Em relação à localização dos riscos, destaca-se Esteves (2011) ao enfatizar a necessidade de estudos para as áreas urbanas, devido ali possuir maior densidade

populacional do que nas rurais. O fato é que se deve ter cuidado para que esta visão não seja tratada de forma generalizada, pois se assim for as ocupações rurais localizadas no entorno ou no interior de florestas continuarão relegadas a segundo plano para estudos na área de governança de risco.

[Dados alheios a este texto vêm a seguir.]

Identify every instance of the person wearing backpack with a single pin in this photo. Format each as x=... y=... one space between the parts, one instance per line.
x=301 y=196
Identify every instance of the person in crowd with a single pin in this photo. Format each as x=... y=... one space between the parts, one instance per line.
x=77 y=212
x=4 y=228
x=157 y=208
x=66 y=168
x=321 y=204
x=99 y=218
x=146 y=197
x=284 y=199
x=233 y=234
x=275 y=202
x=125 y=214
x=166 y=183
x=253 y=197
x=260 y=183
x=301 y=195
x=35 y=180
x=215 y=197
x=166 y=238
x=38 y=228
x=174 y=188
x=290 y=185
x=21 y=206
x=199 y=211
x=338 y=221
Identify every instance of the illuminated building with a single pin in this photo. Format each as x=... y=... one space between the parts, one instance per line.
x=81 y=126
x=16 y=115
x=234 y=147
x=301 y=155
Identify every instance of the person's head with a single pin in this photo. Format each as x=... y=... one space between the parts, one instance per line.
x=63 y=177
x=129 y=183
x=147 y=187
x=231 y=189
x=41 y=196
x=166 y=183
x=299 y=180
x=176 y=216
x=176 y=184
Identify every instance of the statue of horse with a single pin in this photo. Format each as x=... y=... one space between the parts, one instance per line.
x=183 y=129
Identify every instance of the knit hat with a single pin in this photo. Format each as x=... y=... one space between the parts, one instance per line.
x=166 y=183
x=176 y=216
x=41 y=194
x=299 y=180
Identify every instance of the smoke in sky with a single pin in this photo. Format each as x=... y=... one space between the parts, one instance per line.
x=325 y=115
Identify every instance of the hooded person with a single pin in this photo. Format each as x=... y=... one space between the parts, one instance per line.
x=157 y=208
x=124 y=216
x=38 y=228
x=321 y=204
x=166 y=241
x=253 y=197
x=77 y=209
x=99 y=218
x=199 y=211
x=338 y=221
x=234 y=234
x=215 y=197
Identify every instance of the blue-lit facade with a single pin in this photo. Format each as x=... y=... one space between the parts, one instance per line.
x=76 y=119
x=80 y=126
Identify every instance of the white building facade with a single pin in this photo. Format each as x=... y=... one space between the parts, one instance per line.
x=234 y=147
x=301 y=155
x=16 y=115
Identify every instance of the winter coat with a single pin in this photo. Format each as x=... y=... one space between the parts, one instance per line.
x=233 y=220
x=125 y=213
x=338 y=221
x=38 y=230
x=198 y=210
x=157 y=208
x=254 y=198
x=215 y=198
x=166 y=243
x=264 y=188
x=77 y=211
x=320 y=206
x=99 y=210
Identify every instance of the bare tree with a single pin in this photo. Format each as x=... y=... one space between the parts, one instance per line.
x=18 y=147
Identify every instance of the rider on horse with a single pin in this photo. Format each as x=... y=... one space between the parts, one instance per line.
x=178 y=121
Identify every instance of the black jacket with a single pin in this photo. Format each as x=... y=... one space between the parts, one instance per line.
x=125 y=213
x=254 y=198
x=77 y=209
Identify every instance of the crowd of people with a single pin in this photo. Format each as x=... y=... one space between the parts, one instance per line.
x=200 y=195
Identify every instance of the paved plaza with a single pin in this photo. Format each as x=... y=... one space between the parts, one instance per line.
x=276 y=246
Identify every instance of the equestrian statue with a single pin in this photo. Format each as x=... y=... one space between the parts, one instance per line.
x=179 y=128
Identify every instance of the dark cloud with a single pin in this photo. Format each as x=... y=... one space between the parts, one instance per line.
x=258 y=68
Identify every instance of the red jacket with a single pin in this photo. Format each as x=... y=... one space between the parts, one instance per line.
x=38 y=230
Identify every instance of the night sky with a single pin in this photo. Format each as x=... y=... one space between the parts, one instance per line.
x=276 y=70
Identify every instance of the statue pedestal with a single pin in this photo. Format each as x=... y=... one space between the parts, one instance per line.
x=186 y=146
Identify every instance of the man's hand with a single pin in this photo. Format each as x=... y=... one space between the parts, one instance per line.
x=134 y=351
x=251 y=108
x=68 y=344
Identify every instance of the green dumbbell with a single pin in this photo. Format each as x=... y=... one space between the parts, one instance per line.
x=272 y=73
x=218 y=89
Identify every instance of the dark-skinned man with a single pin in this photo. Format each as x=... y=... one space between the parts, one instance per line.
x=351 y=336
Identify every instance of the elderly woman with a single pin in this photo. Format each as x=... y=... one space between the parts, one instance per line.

Logo, a crítica que se faz a Esteves (2011) é a tendência que o autor tem em generalizar a importância de uma governança de riscos para as áreas urbanas, pois apesar de algumas regiões brasileiras, tradicionalmente rurais, estarem atravessando uma alta migraçao no sentido campo-cidade e que algumas delas estão passando por um processo rápido de urbanização, resultado da necessidade de expansão do capitalismo no mundo.

Nestes espaços, ainda, residem um contigente populacional que carece de uma intervenção estatal capaz de propor ações no sentido de diminuir o ambiente de incertezas gerado pelo aumento da frequência e da intensidade de eventos extremos.

Sobre isso, Fussel (2007) afirma que mitigação e a adaptação se constituem as duas principais opções para redução dos riscos oriundos das mudanças climáticas. A definição de adaptação utilizada refere-se às mudanças em processos, práticas, e estruturas para moderar potenciais danos ou oportunidades de benefícios associados às mudanças climáticas (SMIT; PILIFOSOVA, 2003).

Enquanto, a mitigação, para Fussel (2007), seria uma forma de intervenção humana, que é vista como benefício certo por diminuir as raízes dos problemas que causam a mudança climática, na qual a escala de efeitos é global, por serem efetivamente certos os seus resultados. A diferença entre essas duas categorias consiste no fato de que a adaptação seria um processo de ajustes do clima atual ou esperado dos sistemas humanos, isto é, por meio de intervenções humanas, se poderiam facilitar ajustes para o clima esperado (IPCC, 2012).

No que se refere a essas respostas sociais Fussel afirma que a mitigação tem recebido mais atenção pela comunidade de mudanças climáticas do que a adaptação. A razão para isto, segundo o autor, é que a mitigação tem capacidade para reduzir impactos em todos os sistemas climáticos sensíveis, enquanto que o potencial de adaptação está limitado por muitos sistemas. Porém, Smit e Pilifosova (2003) afirmam que as previsões ou estimativas de prováveis adaptações se constituem elemento essencial para a avaliação das vulnerabilidades de determinadas regiões a esses eventos.

Nesta perspectiva, é pertinente enfatizar que a abordagem de adaptação aqui adotada consiste naquela, conscientemente, empreendida pela sociedade humana. Oportunamente, se destaca que de acordo com as pesquisas realizadas por Nobre (2010) e Santos (2008), a busca por respostas e mecanismos de adaptação frente às mudanças climáticas deverá ser um dos maiores desafios que a humanidade irá enfrentar nos próximos anos.

Em suma, a compreensão de toda a “cadeia” de risco gerado pelos processos de exploração advindos da industrialização brasileira e a relação disso com a alteração da dinâmica de vida da sociedade e dos ecossistemas naturais no país deve se constituir exercício de primeira necessidade, dada a velocidade com que estas situações vêm ocorrendo na atualidade.